Le terroriste noir : un récit de guerre qui ne passionne guère
Je n’ai pas apprécié le terroriste noir de Tierno Monénembo, le style et la narration étant principalement en cause. Tout d’abord, il est parfois difficile de déterminer de quel personnage il est question, puisque les pronoms personnels sont souvent employés et que les noms sont peu répétés. Un chapitre commence, par exemple, par un « Il » désignant Addi Bâ, qui n’apparaît pas dans le chapitre précédent. Il s’agit probablement d’un effet de style destiné à mettre l’emphase sur le personnage principal : le « il » en début de chapitre ne pouvant désigner que lui, j’ai cependant trouvé cette technique maladroite et le passage soudain d’un sujet à un autre donne l’impression que la pensée de l’écrivain est quelque peu confuse.
Il en va de même pour la narration faite par une octogénaire dénommée Germaine Tergoresse, habitante de Romaincourt qui retrace le parcours d’Addi Bâ pour son neveu. Cette narratrice n’est donc pas censée être omnisciente, elle raconte cependant chaque scène comme si elle y était, bien que ce ne soit pas toujours le cas. Quelques scènes ont Germaine ou Etienne, un de ses amis, pour témoin. Certaines d’entre elles sont néanmoins décrites en détail alors qu’aucun des compères n’était présent et suggèrent un changement de point de vue narratif, ce qui me parait peu vraisemblable puisque Germaine apostrophe souvent le neveu d’Addi Bâ au cours de son récit en disant ‘monsieur’ ou ‘votre oncle’. De plus, ce choix narratif est peu propice à la description des sentiments des personnages, ce qu’aurait permis le point de vue omniscient ou, au moins pour les sentiments du personnage principal, le point de vue interne. Celui de Germaine est, à mon avis, peu intéressant puisque son rôle dans l’action est loin d’être primordial et qu’elle nous confie donc rarement ses ressentis sur les événements.

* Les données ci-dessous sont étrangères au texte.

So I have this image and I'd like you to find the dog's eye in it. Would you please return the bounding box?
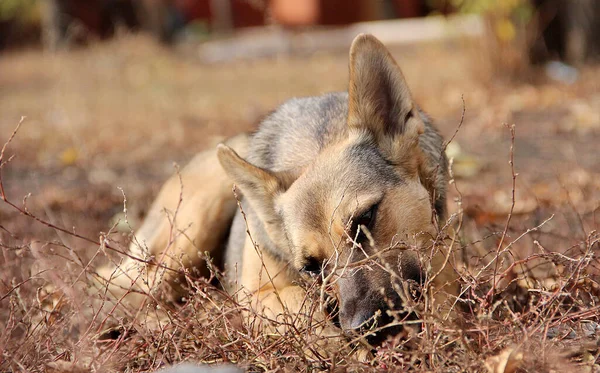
[300,256,322,277]
[350,203,379,241]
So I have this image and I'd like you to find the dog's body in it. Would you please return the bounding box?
[96,35,456,346]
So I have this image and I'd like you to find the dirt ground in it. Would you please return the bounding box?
[0,36,600,371]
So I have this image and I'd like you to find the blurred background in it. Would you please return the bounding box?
[0,0,600,287]
[0,0,600,371]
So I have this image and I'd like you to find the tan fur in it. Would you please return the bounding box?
[96,134,248,305]
[95,35,458,348]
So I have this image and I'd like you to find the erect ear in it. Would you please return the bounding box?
[348,34,424,145]
[217,144,291,245]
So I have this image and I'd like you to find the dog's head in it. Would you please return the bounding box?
[218,35,448,342]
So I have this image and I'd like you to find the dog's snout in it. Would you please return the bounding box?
[340,302,378,332]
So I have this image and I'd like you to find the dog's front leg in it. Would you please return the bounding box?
[238,239,344,357]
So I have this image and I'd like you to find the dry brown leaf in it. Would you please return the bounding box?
[485,346,523,373]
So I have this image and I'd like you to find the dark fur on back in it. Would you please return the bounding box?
[226,92,448,274]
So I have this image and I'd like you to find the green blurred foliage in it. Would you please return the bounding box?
[428,0,534,42]
[0,0,44,24]
[450,0,533,42]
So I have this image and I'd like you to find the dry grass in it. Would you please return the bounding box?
[0,34,600,372]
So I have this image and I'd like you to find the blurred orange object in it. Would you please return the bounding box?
[271,0,320,26]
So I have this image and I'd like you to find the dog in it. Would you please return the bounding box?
[99,34,458,344]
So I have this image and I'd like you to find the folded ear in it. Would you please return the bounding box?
[217,144,291,245]
[348,34,424,141]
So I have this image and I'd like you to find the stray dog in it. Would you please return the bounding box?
[100,35,458,344]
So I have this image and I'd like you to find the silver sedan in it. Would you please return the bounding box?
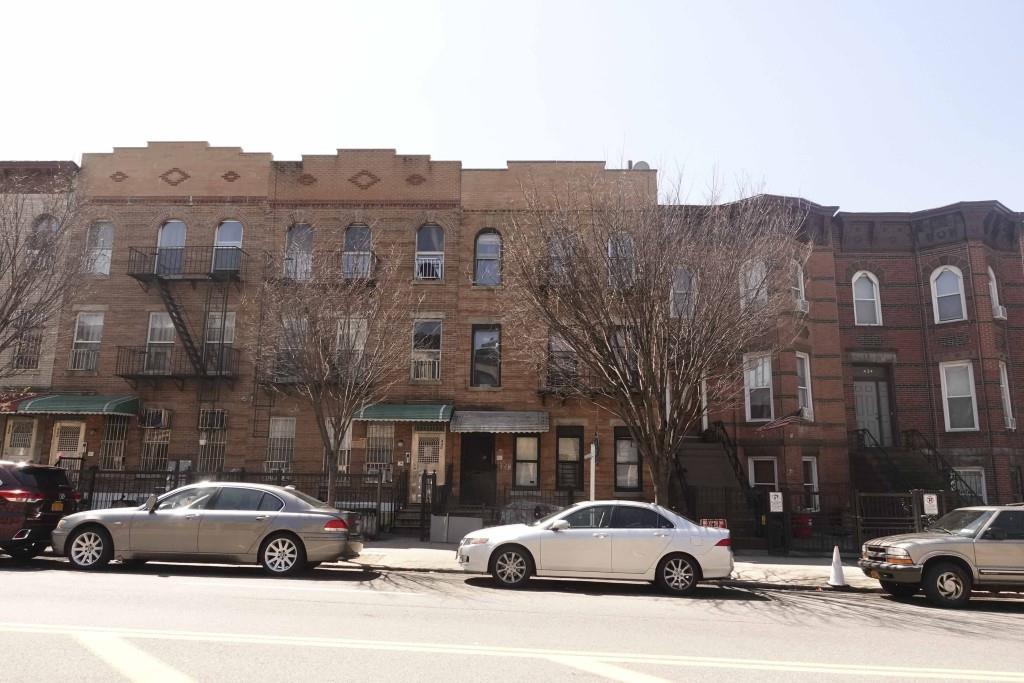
[52,481,362,575]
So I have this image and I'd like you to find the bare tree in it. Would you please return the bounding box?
[0,168,91,380]
[246,239,417,504]
[506,176,809,502]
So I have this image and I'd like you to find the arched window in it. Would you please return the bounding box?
[341,223,374,280]
[416,223,444,280]
[988,266,1007,321]
[473,227,502,287]
[931,265,967,323]
[213,220,243,274]
[86,220,114,275]
[157,220,188,275]
[284,223,313,280]
[853,270,882,325]
[739,259,768,306]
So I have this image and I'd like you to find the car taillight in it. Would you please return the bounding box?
[0,488,43,503]
[324,519,348,531]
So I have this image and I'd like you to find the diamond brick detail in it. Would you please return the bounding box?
[160,167,191,187]
[348,171,381,189]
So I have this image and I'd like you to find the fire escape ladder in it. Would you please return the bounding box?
[157,278,206,377]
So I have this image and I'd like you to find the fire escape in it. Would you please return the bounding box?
[116,247,246,432]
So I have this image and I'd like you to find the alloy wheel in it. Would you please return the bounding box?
[263,537,299,571]
[662,557,693,591]
[71,531,103,567]
[495,550,526,584]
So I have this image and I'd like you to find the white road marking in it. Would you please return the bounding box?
[547,656,670,683]
[75,632,195,683]
[0,622,1024,683]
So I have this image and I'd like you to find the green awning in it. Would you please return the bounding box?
[353,403,455,422]
[15,393,139,417]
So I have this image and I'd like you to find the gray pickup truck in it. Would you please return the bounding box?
[858,504,1024,607]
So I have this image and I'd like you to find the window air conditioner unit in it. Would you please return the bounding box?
[138,408,171,429]
[199,408,227,430]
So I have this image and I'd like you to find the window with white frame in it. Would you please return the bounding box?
[743,353,773,422]
[853,270,882,325]
[412,321,441,380]
[263,418,295,472]
[746,456,778,490]
[739,259,768,306]
[930,265,967,323]
[939,360,978,431]
[797,351,814,420]
[68,312,103,370]
[988,266,1007,321]
[999,360,1017,429]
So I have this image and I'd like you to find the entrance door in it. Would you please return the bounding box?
[853,368,893,446]
[50,422,85,465]
[459,432,498,505]
[409,423,444,503]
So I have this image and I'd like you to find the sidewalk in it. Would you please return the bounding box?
[337,538,880,591]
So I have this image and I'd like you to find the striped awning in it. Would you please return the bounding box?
[450,411,548,434]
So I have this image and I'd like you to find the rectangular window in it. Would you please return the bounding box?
[68,312,103,370]
[139,429,171,471]
[366,422,394,481]
[470,325,502,387]
[145,312,174,375]
[797,351,814,421]
[801,456,821,512]
[746,456,778,490]
[939,360,978,431]
[263,418,295,472]
[999,360,1017,429]
[412,321,441,380]
[743,353,773,422]
[555,426,583,490]
[615,427,641,490]
[99,415,128,470]
[513,436,541,488]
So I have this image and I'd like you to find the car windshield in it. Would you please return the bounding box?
[928,510,992,537]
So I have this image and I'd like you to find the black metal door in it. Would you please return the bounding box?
[459,432,498,505]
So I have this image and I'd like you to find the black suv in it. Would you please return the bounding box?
[0,460,79,560]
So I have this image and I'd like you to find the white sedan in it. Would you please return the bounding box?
[456,501,732,595]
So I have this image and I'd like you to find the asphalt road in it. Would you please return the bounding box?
[0,558,1024,683]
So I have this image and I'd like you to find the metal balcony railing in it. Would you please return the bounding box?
[115,344,239,379]
[128,247,247,281]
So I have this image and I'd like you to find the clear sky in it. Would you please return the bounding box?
[0,0,1024,211]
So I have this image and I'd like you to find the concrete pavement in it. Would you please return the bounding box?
[0,558,1024,683]
[342,538,880,591]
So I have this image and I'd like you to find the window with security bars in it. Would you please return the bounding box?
[366,422,394,479]
[139,429,171,470]
[99,415,130,470]
[198,429,227,472]
[263,418,295,472]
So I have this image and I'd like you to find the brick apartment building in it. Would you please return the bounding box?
[3,142,1024,505]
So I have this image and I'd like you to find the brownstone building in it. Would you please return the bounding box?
[4,142,1024,518]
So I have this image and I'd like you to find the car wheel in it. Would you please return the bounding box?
[879,581,921,600]
[259,533,306,577]
[490,546,534,588]
[654,555,700,595]
[925,562,973,607]
[68,526,114,569]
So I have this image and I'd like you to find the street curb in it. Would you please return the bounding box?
[338,562,882,593]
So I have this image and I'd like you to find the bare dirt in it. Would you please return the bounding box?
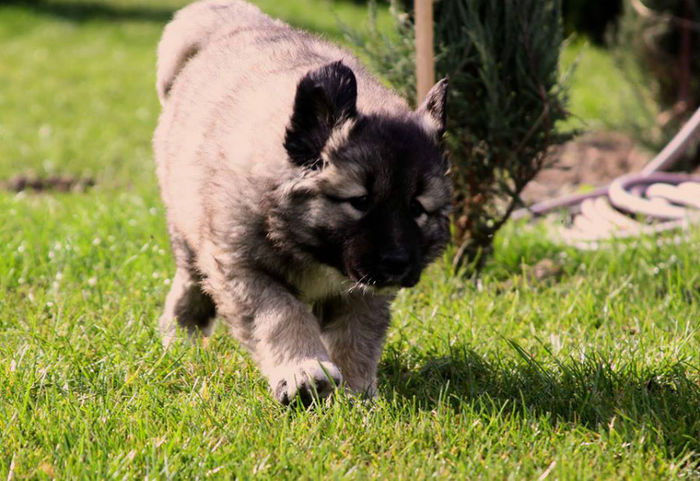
[522,132,653,205]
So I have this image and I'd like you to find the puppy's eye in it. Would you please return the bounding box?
[411,199,426,219]
[347,195,370,212]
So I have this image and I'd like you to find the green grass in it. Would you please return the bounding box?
[0,0,700,480]
[561,38,658,135]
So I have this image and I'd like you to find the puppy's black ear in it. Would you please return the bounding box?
[284,61,357,168]
[416,78,448,139]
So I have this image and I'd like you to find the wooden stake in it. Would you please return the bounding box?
[413,0,435,105]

La trame ne m’a guère plus emballée, les actions sont très répétitives : Addi Bâ se cache dans la forêt, il se cache dans un appartement de fonction, il rend visite aux Tergoresse, il rend visite aux Valdenaire, il ne veut pas enlever son uniforme, il fait du vélo dans les champs, les villageois de Romaincourt sont méfiants à son égard, le seul 'nègre' qu'ils aient jamais vu. Nombre des faits relatés sont d’ailleurs très prosaïques : l’alimentation du héros est, en effet, un sujet qui revient souvent, bien qu’il soit peu passionnant. Un peu de changement est le bienvenu lorsqu’entre en jeu la Résistance, mais il est toujours question des faits et non de la psychologie des personnages.
Malgré tout, j’ai été touchée par le sort du héros et par la dernière phrase du roman, ce qui n’aura malheureusement pas suffi à celui-ci pour remonter dans mon estime. Ce récit aurait pu être plus émouvant et captivant s’il avait été un peu plus romancé ; cependant, l’auteur voulait peut-être rester fidèle à la vie d’Addi Bâ et a donc préféré ne pas y introduire sa propre interprétation, explication plausible puisque son œuvre relate une histoire vraie. Son roman biographique ne m’aura pas conquise, car il ne m’a pas passionnée en se préoccupant davantage de la vie militaire du héros que de l’homme qui se cachait derrière l’uniforme.